Relevance to OP? goponcho can look into stat-arb [pairs trading] as suggested by skc or loose arbs [ - buy X at n and looking to sell Y at n+1], since this is classed under traditional quantitative trading.

All semantics, and by no means a dish on technical analysis. 

Is your rocket scientist now working in finance?


----------



## tech/a (31 July 2011)

Thanks Mazza
Beyond basics is above my fighting weight.

Rocket scientist is developing a cancer identification instrument through protien identification using light refraction,
So I guess you couldnt get further from finance!


----------



## goponcho (31 July 2011)

Thanks for relating back to the thread Mazza, i got a whiff of what you were saying but it was complex  Im still too new to care about semantics


----------



## skc (31 July 2011)

mazzatelli said:


> Hi tech,
> Could you elaborate further? - I've hardly seen any technical analysis, unless you count plotting the underlying price on a 2d plane, used in quant analysis.
> 
> It's more akin to what skc describes - corr, auto corr,co-integration, residuals on corr etc , basically relative value metrics.




Did I really say all that? I have no idea on what half those terms means.

But I do conduct most of my trading - technical, fundamental or quants - on relative value metrics. To me that offers higher accuracy and logic than without.


----------



## maximillian (2 August 2011)

I don't see any clear distinctions here of Technical Analysis compared to Quantitative Analysis, so here's my interpretation based on Howard's 10,000+ hours of studying and using both types of analysis.   I'll then address the question asked of this thread.

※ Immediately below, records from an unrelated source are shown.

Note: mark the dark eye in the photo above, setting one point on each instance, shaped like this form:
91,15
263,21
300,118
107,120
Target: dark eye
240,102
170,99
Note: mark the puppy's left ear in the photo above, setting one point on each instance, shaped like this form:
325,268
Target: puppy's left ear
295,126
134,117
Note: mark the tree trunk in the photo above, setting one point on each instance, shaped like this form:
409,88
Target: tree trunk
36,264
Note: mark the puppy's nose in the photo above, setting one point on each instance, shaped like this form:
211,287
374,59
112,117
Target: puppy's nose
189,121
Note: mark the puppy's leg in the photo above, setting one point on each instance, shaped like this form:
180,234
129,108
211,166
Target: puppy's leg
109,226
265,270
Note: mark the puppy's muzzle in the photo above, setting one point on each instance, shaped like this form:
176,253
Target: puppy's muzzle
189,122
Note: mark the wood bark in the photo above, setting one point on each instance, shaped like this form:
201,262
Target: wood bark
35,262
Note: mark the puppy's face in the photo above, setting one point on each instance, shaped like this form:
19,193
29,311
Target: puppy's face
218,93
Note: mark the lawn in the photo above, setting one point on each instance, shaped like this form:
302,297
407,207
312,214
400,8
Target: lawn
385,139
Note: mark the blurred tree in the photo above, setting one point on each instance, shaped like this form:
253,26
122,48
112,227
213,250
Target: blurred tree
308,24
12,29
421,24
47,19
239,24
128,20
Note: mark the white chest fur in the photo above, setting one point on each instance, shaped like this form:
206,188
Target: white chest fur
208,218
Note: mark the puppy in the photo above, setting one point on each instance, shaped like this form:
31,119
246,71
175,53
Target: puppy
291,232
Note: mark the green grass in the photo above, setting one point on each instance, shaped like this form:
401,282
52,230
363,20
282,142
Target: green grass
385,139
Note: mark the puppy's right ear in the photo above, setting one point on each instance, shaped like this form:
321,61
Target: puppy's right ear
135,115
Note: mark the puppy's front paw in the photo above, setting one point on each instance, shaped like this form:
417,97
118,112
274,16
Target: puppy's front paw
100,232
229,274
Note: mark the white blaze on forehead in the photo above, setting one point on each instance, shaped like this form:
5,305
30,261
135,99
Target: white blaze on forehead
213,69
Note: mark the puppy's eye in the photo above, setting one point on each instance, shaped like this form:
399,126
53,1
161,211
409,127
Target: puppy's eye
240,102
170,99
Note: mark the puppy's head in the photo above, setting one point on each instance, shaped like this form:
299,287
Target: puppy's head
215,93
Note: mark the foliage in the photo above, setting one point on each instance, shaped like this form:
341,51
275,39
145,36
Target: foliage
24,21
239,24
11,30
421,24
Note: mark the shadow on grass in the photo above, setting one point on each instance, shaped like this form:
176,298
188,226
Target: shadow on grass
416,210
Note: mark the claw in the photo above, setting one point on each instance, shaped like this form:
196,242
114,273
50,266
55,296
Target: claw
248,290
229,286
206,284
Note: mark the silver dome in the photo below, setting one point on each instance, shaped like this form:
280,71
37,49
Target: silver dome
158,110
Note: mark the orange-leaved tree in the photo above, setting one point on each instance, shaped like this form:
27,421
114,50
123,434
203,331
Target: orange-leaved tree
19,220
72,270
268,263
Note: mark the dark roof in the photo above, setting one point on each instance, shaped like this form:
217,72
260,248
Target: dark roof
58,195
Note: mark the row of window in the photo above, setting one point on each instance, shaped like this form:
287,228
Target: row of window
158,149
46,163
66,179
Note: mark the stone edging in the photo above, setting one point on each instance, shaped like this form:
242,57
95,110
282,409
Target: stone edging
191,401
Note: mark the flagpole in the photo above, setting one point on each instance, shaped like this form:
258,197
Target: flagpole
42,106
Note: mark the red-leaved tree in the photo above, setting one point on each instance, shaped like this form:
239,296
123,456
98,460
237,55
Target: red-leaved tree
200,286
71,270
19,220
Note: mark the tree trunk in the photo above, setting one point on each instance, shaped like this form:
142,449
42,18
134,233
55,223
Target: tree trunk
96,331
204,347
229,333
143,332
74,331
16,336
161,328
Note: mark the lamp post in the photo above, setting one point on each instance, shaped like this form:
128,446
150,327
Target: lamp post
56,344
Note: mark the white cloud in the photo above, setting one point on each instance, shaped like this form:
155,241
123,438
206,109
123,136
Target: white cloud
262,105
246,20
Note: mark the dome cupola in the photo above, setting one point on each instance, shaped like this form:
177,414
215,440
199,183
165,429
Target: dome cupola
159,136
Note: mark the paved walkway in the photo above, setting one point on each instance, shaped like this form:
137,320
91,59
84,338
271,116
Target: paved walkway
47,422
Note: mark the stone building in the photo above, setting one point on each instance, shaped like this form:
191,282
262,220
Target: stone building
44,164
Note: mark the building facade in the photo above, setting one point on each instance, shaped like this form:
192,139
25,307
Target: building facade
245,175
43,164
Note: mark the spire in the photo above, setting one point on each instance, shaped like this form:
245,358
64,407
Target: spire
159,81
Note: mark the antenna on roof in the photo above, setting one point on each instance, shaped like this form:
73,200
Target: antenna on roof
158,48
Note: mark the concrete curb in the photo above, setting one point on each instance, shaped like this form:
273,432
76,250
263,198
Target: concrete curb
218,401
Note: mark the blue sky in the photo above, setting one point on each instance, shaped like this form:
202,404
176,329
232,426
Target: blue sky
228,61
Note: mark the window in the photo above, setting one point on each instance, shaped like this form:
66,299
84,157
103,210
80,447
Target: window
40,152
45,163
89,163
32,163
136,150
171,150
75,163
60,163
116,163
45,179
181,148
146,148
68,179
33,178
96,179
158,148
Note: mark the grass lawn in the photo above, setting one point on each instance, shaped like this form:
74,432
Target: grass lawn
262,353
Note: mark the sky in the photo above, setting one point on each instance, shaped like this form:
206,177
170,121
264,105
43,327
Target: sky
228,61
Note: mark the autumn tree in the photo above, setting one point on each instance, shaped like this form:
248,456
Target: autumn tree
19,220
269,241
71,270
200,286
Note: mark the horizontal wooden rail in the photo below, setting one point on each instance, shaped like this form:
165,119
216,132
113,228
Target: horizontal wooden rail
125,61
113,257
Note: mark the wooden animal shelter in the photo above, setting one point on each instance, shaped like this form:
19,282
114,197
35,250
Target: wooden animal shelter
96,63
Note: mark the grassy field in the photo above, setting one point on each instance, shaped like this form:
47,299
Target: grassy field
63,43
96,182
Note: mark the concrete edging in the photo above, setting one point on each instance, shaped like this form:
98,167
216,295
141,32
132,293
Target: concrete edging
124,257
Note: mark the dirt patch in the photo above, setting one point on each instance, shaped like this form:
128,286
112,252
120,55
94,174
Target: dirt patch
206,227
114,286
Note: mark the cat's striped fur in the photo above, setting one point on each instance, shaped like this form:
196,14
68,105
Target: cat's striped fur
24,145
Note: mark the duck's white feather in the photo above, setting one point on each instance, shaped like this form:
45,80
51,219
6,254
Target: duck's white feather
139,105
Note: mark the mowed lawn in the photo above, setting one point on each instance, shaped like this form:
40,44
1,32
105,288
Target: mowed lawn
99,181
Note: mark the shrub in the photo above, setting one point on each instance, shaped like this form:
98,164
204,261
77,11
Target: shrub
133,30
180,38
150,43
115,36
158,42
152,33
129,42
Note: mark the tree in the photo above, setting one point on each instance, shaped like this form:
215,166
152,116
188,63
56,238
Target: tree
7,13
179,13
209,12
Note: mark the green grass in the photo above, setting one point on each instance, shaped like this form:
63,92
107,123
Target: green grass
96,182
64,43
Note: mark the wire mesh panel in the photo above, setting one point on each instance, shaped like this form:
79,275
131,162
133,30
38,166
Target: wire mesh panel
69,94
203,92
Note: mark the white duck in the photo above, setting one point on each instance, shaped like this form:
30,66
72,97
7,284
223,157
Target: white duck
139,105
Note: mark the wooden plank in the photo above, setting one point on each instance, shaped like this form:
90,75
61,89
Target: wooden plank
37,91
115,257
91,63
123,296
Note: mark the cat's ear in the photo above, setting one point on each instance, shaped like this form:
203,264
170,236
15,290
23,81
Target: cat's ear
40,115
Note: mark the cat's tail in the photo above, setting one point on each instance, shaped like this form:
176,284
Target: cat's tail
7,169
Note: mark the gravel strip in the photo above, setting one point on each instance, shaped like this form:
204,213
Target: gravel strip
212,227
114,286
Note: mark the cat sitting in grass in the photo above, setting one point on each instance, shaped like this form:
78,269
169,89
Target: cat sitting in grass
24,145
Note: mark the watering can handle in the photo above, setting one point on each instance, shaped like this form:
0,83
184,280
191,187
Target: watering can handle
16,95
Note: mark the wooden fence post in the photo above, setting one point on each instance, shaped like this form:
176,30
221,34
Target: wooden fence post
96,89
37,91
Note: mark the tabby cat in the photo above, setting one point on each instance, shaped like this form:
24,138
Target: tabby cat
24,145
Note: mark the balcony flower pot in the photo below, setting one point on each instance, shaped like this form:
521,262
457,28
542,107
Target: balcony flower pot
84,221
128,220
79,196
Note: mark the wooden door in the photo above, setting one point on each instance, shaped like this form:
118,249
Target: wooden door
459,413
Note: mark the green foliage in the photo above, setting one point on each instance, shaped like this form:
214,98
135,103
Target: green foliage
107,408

Any Technical Analysis is essentially reduced to finding statistically significant relationships.  Quantitative Analysis seeks to quantify how statistically significant those relationships are.  QA is aligned with mechanical systems trading as it seeks to execute trades based on precise information and timing.  Whereas TA allows for any type of logic, reasoning, rational and irrational, more art than science. 

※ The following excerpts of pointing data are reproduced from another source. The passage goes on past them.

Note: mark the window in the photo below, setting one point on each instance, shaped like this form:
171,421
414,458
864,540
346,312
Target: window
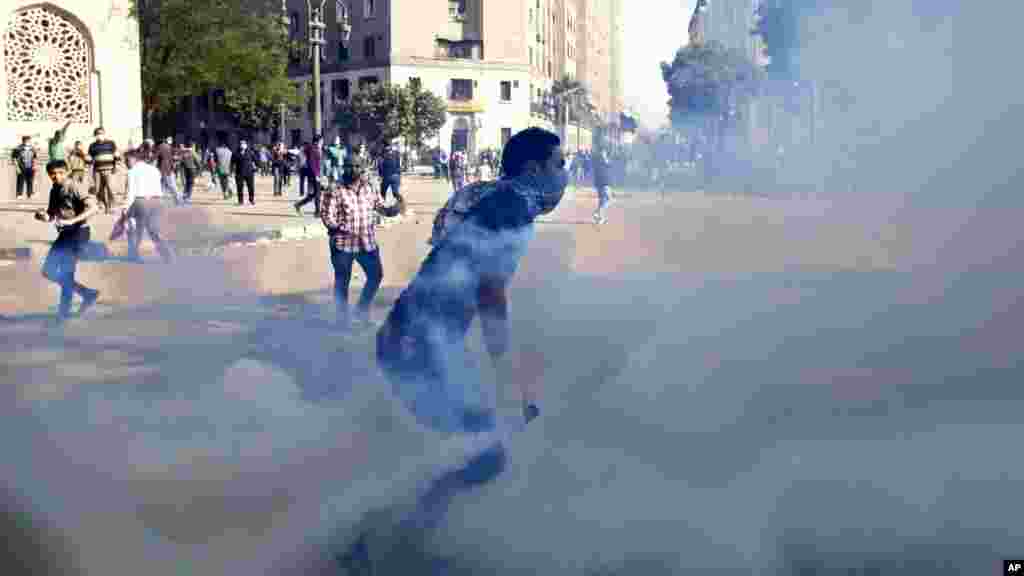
340,88
462,89
457,9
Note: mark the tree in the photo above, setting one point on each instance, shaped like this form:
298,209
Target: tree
193,46
708,80
429,114
380,113
567,87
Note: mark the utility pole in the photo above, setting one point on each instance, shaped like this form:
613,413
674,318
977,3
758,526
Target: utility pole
286,27
316,28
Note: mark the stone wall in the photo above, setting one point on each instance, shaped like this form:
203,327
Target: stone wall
112,93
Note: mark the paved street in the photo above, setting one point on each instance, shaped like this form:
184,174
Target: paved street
742,384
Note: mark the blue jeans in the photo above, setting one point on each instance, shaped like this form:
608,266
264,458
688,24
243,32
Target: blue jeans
60,263
342,262
392,182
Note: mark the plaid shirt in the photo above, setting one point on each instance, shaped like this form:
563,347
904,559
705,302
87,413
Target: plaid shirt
350,216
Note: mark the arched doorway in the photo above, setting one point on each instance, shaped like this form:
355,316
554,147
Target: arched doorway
48,67
460,134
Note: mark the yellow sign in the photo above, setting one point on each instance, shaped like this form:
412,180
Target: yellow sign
466,107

How is quantitative system trading profitable?

Okay I'll give an answer that favours either method.
Take for instance, momentum.  Totally quantifiable 
and it's use also subject to a viewers interpretation.
Depending on your method of analysis you could
trade and be profitable or unprofitable.  Profitability
is not mutually exclusive to analysis.


----------



## mazzatelli (4 August 2011)

tech/a said:


> Rocket scientist is developing a cancer identification instrument through protein identification using light refraction,
> So I guess you couldn't get further from finance!




That is awesome!!! At least he is putting that great mind to good societal use other than providing liquidity :



skc said:


> But I do conduct most of my trading - technical, fundamental or quants - on relative value metrics. To me that offers higher accuracy and logic than without.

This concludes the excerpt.